J’aimerais vraiment comprendre pourquoi les personnes qui se maquillent devraient éprouver de la honte à ce sujet. Par exemple, pourquoi on devrait se sentir mal lorsque l’on fait des retouches make-up en public ?

Et aussi pourquoi l’attention portée à sa coiffure est plus acceptable que celle portée au maquillage ? Pourquoi c’est moins la « honte » de se recoiffer que de remettre un coup de mascara devant d’autres personnes ?

Je me mets souvent du rouge à lèvres vite fait dans le métro les matins où je ne suis pas en avance et je ne comprends pas les regards désapprobateurs et les commentaires du type « non mais sérieusement ? » des gens qui sont avec moi.

Détendez-vous, tant que je fais ma vie dans mon coin sans envahir votre espace vital en faisant du girlspreading, tout va bien, non ?

Aujourd’hui encore j’ai l’impression que se faire tatouer un trait de crayon sur la paupière ou sur le contour des lèvres de façon permanente est moins accepté que de se faire teindre les cheveux.
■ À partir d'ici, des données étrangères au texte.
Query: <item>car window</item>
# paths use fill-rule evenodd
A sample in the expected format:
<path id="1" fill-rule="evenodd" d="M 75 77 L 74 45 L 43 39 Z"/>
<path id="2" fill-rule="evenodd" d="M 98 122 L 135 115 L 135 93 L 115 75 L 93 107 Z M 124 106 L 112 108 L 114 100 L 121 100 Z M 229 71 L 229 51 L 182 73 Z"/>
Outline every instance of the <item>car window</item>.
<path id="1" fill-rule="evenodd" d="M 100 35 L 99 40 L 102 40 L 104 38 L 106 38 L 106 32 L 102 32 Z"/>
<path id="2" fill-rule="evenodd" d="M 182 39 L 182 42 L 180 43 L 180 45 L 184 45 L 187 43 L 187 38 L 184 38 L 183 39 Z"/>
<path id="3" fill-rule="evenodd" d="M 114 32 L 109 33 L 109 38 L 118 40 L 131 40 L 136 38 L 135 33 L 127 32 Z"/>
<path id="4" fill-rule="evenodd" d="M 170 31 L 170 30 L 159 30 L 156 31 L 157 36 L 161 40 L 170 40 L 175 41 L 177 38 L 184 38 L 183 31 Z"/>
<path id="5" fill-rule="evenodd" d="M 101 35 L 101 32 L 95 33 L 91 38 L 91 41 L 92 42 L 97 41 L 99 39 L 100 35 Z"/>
Des copines aux smoky-eyes impeccables qui n’assument pas de dire devant d’autres personnes qu’elles ont regardé une vidéo ou un article beauté pour apprendre à le faire, j’en ai quelques-unes, et je trouve ça dommage.

Certains gestes beauté ne s’improvisent pas, ils s’apprennent et il n’y a pas de gêne à vouloir reproduire quelque chose qui nous plaît.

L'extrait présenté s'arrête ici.